Home recovery care will first be available to patients at Prisma Health Greenville Memorial Hospital, followed later by Prisma Health Oconee Memorial Hospital and Prisma Health Baptist Easley Hospital. The goal is to eventually make the model accessible to any eligible Prisma Health patient, Orsky said.

Eligible patients must be members of one of the health plans Contessa has contracts with and have acute conditions that aren’t life threatening. Some examples include heart failure, dehydration and pneumonia.

Additionally, patients must complete a verbal survey to ensure the home where they’ll be receiving treatment is safe for caregivers and recipients.

Contessa is paid for providing the services through an episodic capitated environment, in which it goes at-risk to deliver high quality outcomes at a lower cost than before. 

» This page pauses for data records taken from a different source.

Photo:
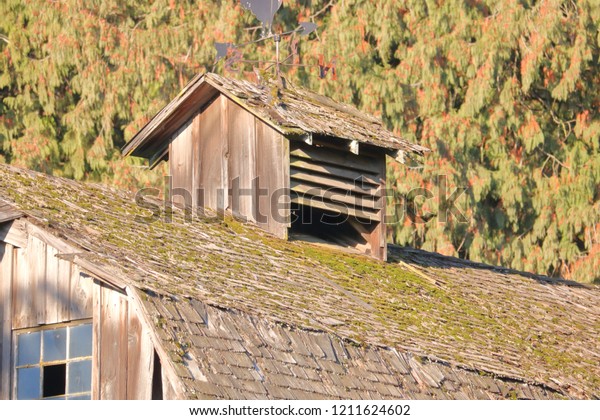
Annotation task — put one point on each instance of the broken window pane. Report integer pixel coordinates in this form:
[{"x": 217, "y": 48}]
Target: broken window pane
[
  {"x": 29, "y": 349},
  {"x": 55, "y": 344},
  {"x": 28, "y": 383},
  {"x": 55, "y": 377},
  {"x": 80, "y": 376},
  {"x": 80, "y": 342}
]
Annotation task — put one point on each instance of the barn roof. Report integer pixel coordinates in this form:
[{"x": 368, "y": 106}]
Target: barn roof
[
  {"x": 292, "y": 111},
  {"x": 245, "y": 315}
]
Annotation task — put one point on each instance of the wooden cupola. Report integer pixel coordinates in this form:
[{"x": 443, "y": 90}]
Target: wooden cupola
[{"x": 291, "y": 161}]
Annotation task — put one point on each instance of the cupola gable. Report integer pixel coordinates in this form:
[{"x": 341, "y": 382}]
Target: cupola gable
[{"x": 297, "y": 164}]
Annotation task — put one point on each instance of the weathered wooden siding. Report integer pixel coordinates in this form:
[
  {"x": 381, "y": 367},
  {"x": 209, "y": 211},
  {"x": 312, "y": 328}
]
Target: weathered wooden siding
[
  {"x": 6, "y": 270},
  {"x": 231, "y": 160},
  {"x": 46, "y": 289},
  {"x": 180, "y": 151},
  {"x": 38, "y": 288}
]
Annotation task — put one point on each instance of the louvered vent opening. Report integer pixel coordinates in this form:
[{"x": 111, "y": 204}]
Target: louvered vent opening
[{"x": 337, "y": 196}]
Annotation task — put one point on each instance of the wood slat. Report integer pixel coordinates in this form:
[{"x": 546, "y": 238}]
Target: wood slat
[
  {"x": 335, "y": 171},
  {"x": 303, "y": 188},
  {"x": 337, "y": 157},
  {"x": 6, "y": 277},
  {"x": 365, "y": 189},
  {"x": 318, "y": 203}
]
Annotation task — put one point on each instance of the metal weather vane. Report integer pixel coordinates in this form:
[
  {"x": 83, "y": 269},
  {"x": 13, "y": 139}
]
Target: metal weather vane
[{"x": 265, "y": 11}]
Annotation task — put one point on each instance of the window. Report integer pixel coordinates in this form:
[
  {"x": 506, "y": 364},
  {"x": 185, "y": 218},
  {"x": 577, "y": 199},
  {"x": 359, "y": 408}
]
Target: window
[{"x": 54, "y": 363}]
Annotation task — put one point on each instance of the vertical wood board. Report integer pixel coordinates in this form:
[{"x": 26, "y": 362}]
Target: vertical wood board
[
  {"x": 6, "y": 277},
  {"x": 80, "y": 295},
  {"x": 180, "y": 161},
  {"x": 113, "y": 345},
  {"x": 242, "y": 161},
  {"x": 140, "y": 360},
  {"x": 209, "y": 156},
  {"x": 271, "y": 164}
]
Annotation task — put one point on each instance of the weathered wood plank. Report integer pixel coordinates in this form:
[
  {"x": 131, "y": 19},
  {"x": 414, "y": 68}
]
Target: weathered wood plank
[
  {"x": 336, "y": 157},
  {"x": 335, "y": 171},
  {"x": 225, "y": 149},
  {"x": 54, "y": 300},
  {"x": 140, "y": 360},
  {"x": 169, "y": 392},
  {"x": 36, "y": 254},
  {"x": 8, "y": 213},
  {"x": 80, "y": 295},
  {"x": 242, "y": 161},
  {"x": 113, "y": 345},
  {"x": 14, "y": 233},
  {"x": 180, "y": 161},
  {"x": 6, "y": 278},
  {"x": 23, "y": 302},
  {"x": 208, "y": 161},
  {"x": 167, "y": 370},
  {"x": 63, "y": 307},
  {"x": 272, "y": 211},
  {"x": 96, "y": 338}
]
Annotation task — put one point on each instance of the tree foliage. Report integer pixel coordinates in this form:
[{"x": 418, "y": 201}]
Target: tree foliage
[{"x": 505, "y": 93}]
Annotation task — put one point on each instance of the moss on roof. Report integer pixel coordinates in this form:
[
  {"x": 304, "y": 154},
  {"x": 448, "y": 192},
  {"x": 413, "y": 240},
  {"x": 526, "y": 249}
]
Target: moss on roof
[{"x": 485, "y": 318}]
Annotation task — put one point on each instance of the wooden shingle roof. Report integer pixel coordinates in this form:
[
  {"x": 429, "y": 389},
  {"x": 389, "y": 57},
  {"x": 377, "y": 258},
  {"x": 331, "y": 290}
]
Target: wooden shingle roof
[
  {"x": 292, "y": 111},
  {"x": 261, "y": 317}
]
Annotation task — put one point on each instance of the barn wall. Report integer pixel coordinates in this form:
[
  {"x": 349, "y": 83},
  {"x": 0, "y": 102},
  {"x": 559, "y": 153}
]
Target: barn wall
[
  {"x": 123, "y": 353},
  {"x": 228, "y": 159},
  {"x": 37, "y": 288}
]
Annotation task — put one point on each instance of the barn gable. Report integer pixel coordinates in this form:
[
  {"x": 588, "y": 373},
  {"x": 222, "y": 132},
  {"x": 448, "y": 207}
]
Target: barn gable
[
  {"x": 214, "y": 308},
  {"x": 289, "y": 160}
]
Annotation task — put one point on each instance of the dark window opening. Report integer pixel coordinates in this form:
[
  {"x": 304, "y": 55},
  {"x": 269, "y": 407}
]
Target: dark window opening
[
  {"x": 157, "y": 391},
  {"x": 310, "y": 223},
  {"x": 55, "y": 379}
]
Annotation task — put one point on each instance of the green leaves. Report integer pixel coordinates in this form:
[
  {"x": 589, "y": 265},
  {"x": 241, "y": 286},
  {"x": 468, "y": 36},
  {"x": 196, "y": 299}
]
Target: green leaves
[{"x": 504, "y": 93}]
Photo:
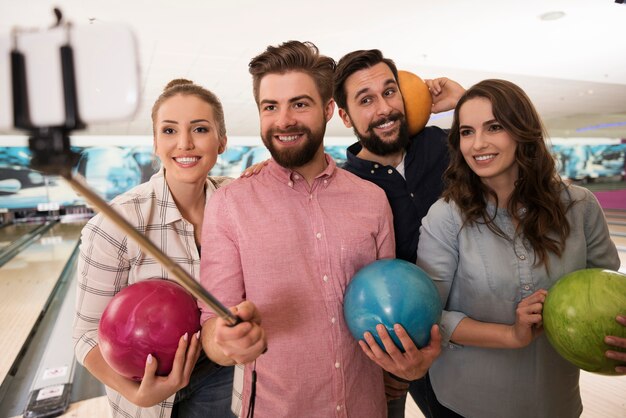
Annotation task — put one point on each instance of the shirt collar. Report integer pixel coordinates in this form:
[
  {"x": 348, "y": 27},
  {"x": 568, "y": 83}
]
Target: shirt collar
[
  {"x": 168, "y": 211},
  {"x": 289, "y": 176},
  {"x": 361, "y": 164}
]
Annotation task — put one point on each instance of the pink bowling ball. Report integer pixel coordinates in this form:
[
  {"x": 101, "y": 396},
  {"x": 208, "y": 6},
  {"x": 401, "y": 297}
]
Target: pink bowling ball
[{"x": 147, "y": 317}]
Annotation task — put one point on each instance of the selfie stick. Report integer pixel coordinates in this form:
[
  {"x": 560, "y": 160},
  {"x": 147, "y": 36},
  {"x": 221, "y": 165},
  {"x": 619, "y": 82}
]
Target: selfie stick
[{"x": 52, "y": 155}]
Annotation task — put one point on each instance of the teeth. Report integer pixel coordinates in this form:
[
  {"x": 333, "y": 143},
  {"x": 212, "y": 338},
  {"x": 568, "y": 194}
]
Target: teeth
[
  {"x": 289, "y": 138},
  {"x": 186, "y": 160}
]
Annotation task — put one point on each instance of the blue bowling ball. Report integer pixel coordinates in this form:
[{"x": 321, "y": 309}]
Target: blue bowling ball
[{"x": 392, "y": 292}]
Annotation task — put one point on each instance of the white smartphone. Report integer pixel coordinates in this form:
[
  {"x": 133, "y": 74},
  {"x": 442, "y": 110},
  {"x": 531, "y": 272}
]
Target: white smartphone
[{"x": 106, "y": 72}]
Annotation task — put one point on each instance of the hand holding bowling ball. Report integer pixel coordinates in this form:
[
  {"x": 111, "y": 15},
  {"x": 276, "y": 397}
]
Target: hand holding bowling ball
[
  {"x": 395, "y": 306},
  {"x": 617, "y": 342},
  {"x": 146, "y": 318},
  {"x": 580, "y": 312},
  {"x": 392, "y": 292}
]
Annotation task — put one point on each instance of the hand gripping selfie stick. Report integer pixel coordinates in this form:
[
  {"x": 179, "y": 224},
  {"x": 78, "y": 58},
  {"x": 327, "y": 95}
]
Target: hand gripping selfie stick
[{"x": 50, "y": 146}]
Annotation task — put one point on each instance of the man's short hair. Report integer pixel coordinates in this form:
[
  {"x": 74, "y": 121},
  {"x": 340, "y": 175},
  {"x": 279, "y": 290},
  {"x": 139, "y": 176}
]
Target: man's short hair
[{"x": 294, "y": 56}]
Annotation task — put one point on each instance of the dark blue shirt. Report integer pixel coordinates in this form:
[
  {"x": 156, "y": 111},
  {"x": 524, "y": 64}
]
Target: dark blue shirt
[{"x": 425, "y": 161}]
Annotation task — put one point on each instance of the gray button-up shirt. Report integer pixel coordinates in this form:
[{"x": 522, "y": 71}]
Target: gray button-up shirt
[{"x": 484, "y": 277}]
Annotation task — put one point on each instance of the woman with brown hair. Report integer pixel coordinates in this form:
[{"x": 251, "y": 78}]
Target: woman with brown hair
[{"x": 506, "y": 229}]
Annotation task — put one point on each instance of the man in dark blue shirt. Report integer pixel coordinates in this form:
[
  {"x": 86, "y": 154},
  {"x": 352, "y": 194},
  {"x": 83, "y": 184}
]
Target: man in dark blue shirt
[{"x": 408, "y": 168}]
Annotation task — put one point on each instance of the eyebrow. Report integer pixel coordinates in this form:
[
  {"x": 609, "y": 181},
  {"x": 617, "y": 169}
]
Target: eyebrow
[
  {"x": 193, "y": 121},
  {"x": 292, "y": 100},
  {"x": 365, "y": 89}
]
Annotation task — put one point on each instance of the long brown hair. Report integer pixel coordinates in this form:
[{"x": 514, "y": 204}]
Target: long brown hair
[{"x": 538, "y": 188}]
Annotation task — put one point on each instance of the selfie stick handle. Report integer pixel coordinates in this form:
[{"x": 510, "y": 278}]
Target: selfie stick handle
[{"x": 181, "y": 276}]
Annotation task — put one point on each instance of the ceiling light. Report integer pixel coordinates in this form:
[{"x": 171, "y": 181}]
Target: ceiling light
[{"x": 555, "y": 15}]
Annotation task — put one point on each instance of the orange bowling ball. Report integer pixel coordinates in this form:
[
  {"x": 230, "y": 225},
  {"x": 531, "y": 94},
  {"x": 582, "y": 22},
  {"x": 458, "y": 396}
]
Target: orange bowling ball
[{"x": 417, "y": 100}]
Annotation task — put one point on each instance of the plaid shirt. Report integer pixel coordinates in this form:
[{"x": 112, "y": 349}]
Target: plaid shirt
[{"x": 109, "y": 262}]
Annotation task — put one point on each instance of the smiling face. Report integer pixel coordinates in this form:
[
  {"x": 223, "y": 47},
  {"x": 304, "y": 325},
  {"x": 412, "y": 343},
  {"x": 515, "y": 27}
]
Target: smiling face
[
  {"x": 375, "y": 110},
  {"x": 487, "y": 148},
  {"x": 293, "y": 118},
  {"x": 186, "y": 139}
]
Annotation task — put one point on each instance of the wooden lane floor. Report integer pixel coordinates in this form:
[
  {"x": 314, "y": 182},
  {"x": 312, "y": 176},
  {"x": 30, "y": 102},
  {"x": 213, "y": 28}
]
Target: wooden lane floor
[
  {"x": 10, "y": 233},
  {"x": 26, "y": 284},
  {"x": 90, "y": 408}
]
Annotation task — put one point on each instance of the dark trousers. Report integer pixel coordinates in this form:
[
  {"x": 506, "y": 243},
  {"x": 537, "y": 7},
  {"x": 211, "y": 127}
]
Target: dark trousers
[
  {"x": 208, "y": 393},
  {"x": 424, "y": 396}
]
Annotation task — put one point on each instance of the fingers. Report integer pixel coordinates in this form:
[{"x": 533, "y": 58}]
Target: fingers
[
  {"x": 193, "y": 353},
  {"x": 411, "y": 364},
  {"x": 247, "y": 311},
  {"x": 149, "y": 374},
  {"x": 180, "y": 366},
  {"x": 436, "y": 85},
  {"x": 245, "y": 341},
  {"x": 617, "y": 355},
  {"x": 254, "y": 169},
  {"x": 433, "y": 349},
  {"x": 616, "y": 342}
]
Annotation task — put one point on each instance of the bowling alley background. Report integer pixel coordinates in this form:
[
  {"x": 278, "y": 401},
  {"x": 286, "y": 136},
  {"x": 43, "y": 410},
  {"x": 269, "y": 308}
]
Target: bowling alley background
[{"x": 113, "y": 169}]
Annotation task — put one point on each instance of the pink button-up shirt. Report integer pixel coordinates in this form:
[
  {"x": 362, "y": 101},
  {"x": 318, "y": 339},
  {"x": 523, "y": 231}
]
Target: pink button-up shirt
[{"x": 291, "y": 249}]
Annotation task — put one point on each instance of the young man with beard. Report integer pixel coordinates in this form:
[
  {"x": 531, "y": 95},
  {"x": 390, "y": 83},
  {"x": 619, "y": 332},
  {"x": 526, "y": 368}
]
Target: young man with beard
[
  {"x": 408, "y": 169},
  {"x": 289, "y": 240}
]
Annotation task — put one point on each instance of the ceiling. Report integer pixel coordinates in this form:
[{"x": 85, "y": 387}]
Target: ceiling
[{"x": 573, "y": 68}]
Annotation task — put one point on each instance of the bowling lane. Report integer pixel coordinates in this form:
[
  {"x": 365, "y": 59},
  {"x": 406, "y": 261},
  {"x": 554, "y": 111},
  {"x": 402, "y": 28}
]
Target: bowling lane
[
  {"x": 26, "y": 282},
  {"x": 617, "y": 229},
  {"x": 620, "y": 242},
  {"x": 11, "y": 233}
]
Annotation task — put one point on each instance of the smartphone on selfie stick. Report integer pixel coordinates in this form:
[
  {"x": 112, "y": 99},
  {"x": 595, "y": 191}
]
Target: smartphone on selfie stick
[{"x": 57, "y": 80}]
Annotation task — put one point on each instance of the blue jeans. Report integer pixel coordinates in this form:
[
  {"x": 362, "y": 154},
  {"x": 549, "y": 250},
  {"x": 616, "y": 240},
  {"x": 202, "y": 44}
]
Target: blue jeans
[{"x": 208, "y": 394}]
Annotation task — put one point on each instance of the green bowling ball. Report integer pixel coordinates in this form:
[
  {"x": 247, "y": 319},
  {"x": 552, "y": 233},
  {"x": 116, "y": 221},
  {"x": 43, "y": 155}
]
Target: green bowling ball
[{"x": 580, "y": 311}]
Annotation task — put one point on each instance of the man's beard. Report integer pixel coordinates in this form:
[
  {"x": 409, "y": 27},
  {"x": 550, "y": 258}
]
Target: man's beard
[
  {"x": 374, "y": 144},
  {"x": 294, "y": 157}
]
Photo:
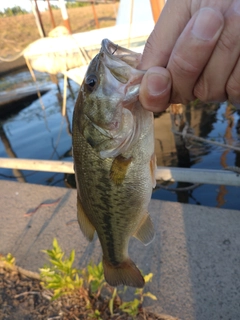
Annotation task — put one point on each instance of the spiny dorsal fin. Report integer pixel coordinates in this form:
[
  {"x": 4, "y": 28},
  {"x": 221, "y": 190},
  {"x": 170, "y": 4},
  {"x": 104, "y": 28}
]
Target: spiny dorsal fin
[
  {"x": 145, "y": 230},
  {"x": 119, "y": 169},
  {"x": 125, "y": 273},
  {"x": 84, "y": 223}
]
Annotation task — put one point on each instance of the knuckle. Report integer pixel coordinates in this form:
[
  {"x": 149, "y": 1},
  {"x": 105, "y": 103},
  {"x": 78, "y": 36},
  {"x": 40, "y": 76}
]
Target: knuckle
[
  {"x": 207, "y": 93},
  {"x": 233, "y": 87},
  {"x": 229, "y": 38}
]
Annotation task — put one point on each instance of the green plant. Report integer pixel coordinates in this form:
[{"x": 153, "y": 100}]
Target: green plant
[
  {"x": 9, "y": 259},
  {"x": 60, "y": 277},
  {"x": 132, "y": 307}
]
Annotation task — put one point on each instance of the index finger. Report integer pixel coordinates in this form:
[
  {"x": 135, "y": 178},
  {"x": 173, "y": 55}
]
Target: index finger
[{"x": 165, "y": 34}]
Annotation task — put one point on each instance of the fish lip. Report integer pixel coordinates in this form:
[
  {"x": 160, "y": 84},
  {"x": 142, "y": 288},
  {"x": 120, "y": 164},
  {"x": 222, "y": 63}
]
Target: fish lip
[{"x": 109, "y": 48}]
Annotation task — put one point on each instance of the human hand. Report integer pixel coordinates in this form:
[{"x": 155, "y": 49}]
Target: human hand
[{"x": 193, "y": 52}]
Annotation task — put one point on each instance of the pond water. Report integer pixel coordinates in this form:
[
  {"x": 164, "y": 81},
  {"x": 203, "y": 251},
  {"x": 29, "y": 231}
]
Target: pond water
[{"x": 39, "y": 131}]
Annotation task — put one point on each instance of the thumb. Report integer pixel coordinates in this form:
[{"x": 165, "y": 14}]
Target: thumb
[{"x": 155, "y": 89}]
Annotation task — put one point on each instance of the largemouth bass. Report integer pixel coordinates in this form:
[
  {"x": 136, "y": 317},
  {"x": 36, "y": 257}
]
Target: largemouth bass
[{"x": 113, "y": 150}]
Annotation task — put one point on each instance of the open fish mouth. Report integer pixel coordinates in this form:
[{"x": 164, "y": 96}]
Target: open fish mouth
[{"x": 116, "y": 52}]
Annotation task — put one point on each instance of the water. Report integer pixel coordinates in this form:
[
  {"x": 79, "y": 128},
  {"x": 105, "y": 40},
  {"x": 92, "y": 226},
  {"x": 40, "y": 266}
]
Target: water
[{"x": 42, "y": 133}]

Messina credits those outcomes as another driving force behind the 2019 expansion of the company’s footprint.

Specifically, eligible patients who are given the option to participate in Contessa’s home recovery care model choose to do so more than 90% of the time, according to a press release announcing the news. Additionally, participants have seen a 44% reduction in readmission rates compared to patients who received hospital care in traditional acute care settings.

Such results were a big reason Prisma Health decided to partner with Contessa, Orsky said.

“They’ve just been tremendous in helping us identify … our opportunities and how to bring this to market in South Carolina,” Orsky said, noting that the partnership will differentiate the health system while also improving care for patients.

On Contessa’s end, Prisma Health was a good fit due to high levels of penetration with MA enrollment, in addition to the fact that the health system’s services span the care continuum and that the markets in which it operates are competitive, Messina said. 

Contessa will continue to look for such partnerships in the months to come.

“We have another [deal] finalized, but we won’t be announcing that until later in 2019, so that will be a total of six partnerships,” he said.